Paper No. 5
Presentation Time: 9:00 AM-6:00 PM
U-SERIES GEOCHRONOLOGY OF SPELEOTHEMS ACROSS THE EDWARDS PLATEAU AND IMPLICATIONS FOR REGIONAL PALEOCLIMATE DURING THE LATE PLEISTOCENE-HOLOCENE IN TEXAS
FENG, Weimin, Department of Geological Sciences, University of Texas at Austin, Austin, TX 78712, BANNER, Jay, Jackson School of Geosciences, University of Texas at Austin, Austin, TX 78712 and MUSGROVE, MaryLynn, U.S. Geological Survey, Texas Water Science Center, 8027 Exchange Drive, Austin, TX 78754, weimin.feng@gmail.com
The central Texas Edwards Plateau, built on Lower Cretaceous marine carbonates, is one of the largest karstic regions of the U.S. and is host to numerous cave systems. The Plateau is located in a transitional climate zone, with a large rainfall gradient from east to west (80 to 55 cm/year). Paleoclimate reconstructions here may provide context for model analysis of this climatically sensitive region. U-series disequilibrium has been used to determine the time period of growth for 21 speleothem samples from ten caves across the Plateau in order to gain insight into the regional climatic history during the late Pleistocene and Holocene (350 ka to present). The study area covers ~250 km west from the Balcones fault zone at the eastern edge of the Plateau. Previous studies of the timing of speleogenesis, based on stream incision rates, estimate that caves of the western Plateau developed from 4.9 to 3.9 Ma.

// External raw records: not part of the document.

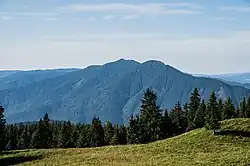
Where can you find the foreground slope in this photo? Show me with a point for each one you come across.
(112, 92)
(198, 147)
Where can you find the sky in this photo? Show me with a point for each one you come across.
(194, 36)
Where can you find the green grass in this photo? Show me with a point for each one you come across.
(198, 147)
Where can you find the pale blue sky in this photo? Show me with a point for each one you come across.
(195, 36)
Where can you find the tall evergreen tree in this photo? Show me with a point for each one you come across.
(228, 110)
(237, 113)
(248, 107)
(97, 133)
(64, 139)
(44, 134)
(199, 119)
(213, 115)
(220, 108)
(167, 125)
(243, 108)
(108, 132)
(193, 107)
(133, 130)
(75, 135)
(2, 128)
(123, 135)
(115, 138)
(150, 118)
(12, 138)
(24, 139)
(179, 120)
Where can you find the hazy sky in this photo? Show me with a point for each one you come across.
(195, 36)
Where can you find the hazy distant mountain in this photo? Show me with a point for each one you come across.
(14, 79)
(112, 92)
(7, 73)
(241, 79)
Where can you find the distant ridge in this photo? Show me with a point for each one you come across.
(111, 91)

Maximum ages for the speleothems range from Holocene to >350 ka. Almost all of the speleothem samples from the eastern part of the Plateau have a maximum age of about 70 ka or less. In contrast, all speleothem samples from the western part of the Plateau have prolonged growth periods that are well beyond 70 ka, with four out of nine samples having maximum ages that exceed upper limit of the dating method (i.e., ~ 350 ka). Such significant differences in the length of the growth periods of speleothems from west to east across the Plateau may result from a number of factors, including: 1) biases in sample availability, 2) temporal variations in paleoclimatic patterns across the Plateau, whereby the western portion was wetter earlier in the Pleistocene, 3) progressive evolution of the karst system, whereby development of vadose zone flow paths, overlying soils, surface connections, and cave ventilation processes controlled drip rates and speleothem deposition.